Y este es el enfado: que no le queramos. Es -según se ve en el Evangelio constantemente- la falta de amor, la falta de confianza en Él, lo que más le duele al Señor. Dolor que a través de ésta misma lectura sigue manifestándonos Dios cuando nos dice que sus hijos “siempre tienen el corazón extraviado”. Fijaros, no dice tienen “la cabeza en otra cosa” sino tienen “el corazón” extraviado, no están amando lo que deben, a quien deben; de ahí que entendamos perfectamente la actitud que nos pide el salmo responsorial de la Misa de hoy para ser hijos buenos de tan buen Padre: “postrémonos por tierra, bendiciendo al Señor, creador nuestro. Porque él es nuestro Dios y nosotros su pueblo, el rebaño que él guía” (salmo 94). Y nos suplica, el mismo salmo, que no endurezcamos “el corazón” (otra vez el corazón; es lo que le importa al Señor) “como el día de Masa en el desierto; cuando vuestros padres me pusieron a prueba y me tentaron, aunque habían visto mis obras”, cuando habían visto tantos cuidados y detalles de padre para con nosotros.

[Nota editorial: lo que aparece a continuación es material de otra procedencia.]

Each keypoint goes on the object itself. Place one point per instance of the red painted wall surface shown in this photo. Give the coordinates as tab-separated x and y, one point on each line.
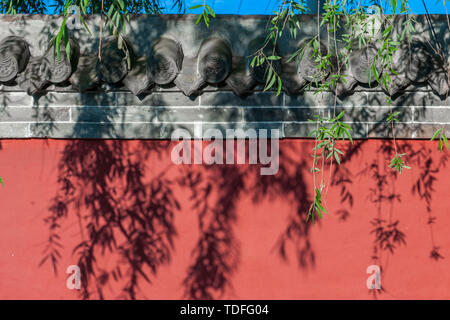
256	242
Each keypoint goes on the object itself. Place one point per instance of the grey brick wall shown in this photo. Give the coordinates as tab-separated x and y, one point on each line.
58	110
122	115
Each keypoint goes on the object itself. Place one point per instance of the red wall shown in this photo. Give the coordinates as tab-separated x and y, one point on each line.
247	214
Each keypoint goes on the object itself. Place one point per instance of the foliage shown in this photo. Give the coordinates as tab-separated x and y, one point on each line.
354	21
442	139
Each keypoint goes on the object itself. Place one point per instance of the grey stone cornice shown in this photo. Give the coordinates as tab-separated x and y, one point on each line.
183	74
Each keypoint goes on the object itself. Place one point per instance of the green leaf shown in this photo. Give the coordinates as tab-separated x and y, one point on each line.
438	131
445	141
210	10
196	7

Porque además El Señor no nos pide -que podría hacerlo-una “fe ciega”; no. El Señor nos da muchas pruebas de su existencia -toda la creación-; de su amor infinito -tanto amó Dios al mundo que, en Jesucristo, se entregó hasta la muerte por nosotros-; pruebas de sus desvelos para que alcancemos el fin de nuestra vida -la institución de los sacramentos-; y, por referirme para terminar, quizá especialmente le duela al Señor que no nos fiemos de él, que endurezcamos nuestro corazón con El, cuando por su parte ha llegado a la manifestación más clara de que nos quiere y nos ama con locura: se ha querido quedar en la Eucaristía, donde encontramos al mismo Dios verdaderamente presente nada menos que como alimento nuestro, ¡ya no cabe mas “locura de amor”! como han llamado a esta acción de Dios, a éste sacramento, santos y teólogos. Después de todas estas manifestaciones y tantas otras que ni podemos ya mencionar, entendemos un poco más que al Señor le duela profundamente, que no le devolvamos amor por amor.

Por eso como nos pide al final ésta primera lectura de la Misa de hoy, seamos buenos hijos de nuestro Padre Dios y animémonos “los unos a los otros, día tras día -nos dice la lectura- mientras dura este ‘hoy’, para que ninguno de vosotros se endurezca, engañado por el pecado”.